9x+3-11x=25x^{2}+1\times 3
Use the distributive property to multiply 3 by 3x+1.
-2x+3=25x^{2}+1\times 3
Combine 9x and -11x to get -2x.
-2x+3=25x^{2}+3
Multiply 1 and 3 to get 3.
-2x+3-25x^{2}=3
Subtract 25x^{2} from both sides.
-2x-25x^{2}=3-3
Subtract 3 from both sides.
-2x-25x^{2}=0
Subtract 3 from 3 to get 0.
-25x^{2}-2x=0
Quadratic equations such as this one can be solved by completing the square. In order to complete the square, the equation must first be in the form x^{2}+bx=c.
\frac{-25x^{2}-2x}{-25}=\frac{0}{-25}
Divide both sides by -25.
x^{2}+\left(-\frac{2}{-25}\right)x=\frac{0}{-25}
Dividing by -25 undoes the multiplication by -25.
x^{2}+\frac{2}{25}x=\frac{0}{-25}
Divide -2 by -25.
x^{2}+\frac{2}{25}x=0
Divide 0 by -25.
x^{2}+\frac{2}{25}x+\left(\frac{1}{25}\right)^{2}=\left(\frac{1}{25}\right)^{2}
Divide \frac{2}{25}, the coefficient of the x term, by 2 to get \frac{1}{25}. Then add the square of \frac{1}{25} to both sides of the equation. This step makes the left hand side of the equation a perfect square.
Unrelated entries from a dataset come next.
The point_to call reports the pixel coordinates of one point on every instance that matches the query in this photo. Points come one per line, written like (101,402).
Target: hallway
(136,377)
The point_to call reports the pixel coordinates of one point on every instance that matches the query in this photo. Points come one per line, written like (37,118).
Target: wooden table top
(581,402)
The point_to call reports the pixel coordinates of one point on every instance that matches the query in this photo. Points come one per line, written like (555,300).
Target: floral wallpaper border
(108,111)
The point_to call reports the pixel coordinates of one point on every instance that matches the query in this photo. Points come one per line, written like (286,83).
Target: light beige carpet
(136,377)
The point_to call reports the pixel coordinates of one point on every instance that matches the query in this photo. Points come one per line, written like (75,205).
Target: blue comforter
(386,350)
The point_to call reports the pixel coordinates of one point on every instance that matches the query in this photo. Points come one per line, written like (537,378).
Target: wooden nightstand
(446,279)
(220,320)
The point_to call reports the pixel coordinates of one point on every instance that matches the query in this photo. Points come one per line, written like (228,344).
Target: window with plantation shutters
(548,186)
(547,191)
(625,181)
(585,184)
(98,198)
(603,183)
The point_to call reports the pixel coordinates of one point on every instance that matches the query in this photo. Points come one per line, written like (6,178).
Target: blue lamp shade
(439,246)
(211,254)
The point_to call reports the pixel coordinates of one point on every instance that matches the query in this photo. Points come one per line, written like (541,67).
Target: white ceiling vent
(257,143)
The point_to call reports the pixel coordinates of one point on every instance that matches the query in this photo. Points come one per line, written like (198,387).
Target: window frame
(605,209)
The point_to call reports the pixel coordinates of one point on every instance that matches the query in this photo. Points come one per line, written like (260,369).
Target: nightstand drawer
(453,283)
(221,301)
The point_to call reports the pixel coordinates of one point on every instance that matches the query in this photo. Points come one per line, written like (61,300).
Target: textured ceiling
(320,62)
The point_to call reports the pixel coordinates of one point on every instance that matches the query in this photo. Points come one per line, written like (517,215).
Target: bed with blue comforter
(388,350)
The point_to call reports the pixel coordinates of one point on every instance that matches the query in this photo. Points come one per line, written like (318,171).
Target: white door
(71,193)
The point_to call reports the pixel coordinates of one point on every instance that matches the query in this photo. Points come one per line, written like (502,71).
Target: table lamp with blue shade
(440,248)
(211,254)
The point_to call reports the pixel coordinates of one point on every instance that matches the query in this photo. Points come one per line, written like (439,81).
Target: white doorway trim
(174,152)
x^{2}+\frac{2}{25}x+\frac{1}{625}=\frac{1}{625}
Square \frac{1}{25} by squaring both the numerator and the denominator of the fraction.
\left(x+\frac{1}{25}\right)^{2}=\frac{1}{625}
Factor x^{2}+\frac{2}{25}x+\frac{1}{625}. In general, when x^{2}+bx+c is a perfect square, it can always be factored as \left(x+\frac{b}{2}\right)^{2}.
\sqrt{\left(x+\frac{1}{25}\right)^{2}}=\sqrt{\frac{1}{625}}
Take the square root of both sides of the equation.
x+\frac{1}{25}=\frac{1}{25} x+\frac{1}{25}=-\frac{1}{25}
Simplify.
x=0 x=-\frac{2}{25}
Subtract \frac{1}{25} from both sides of the equation.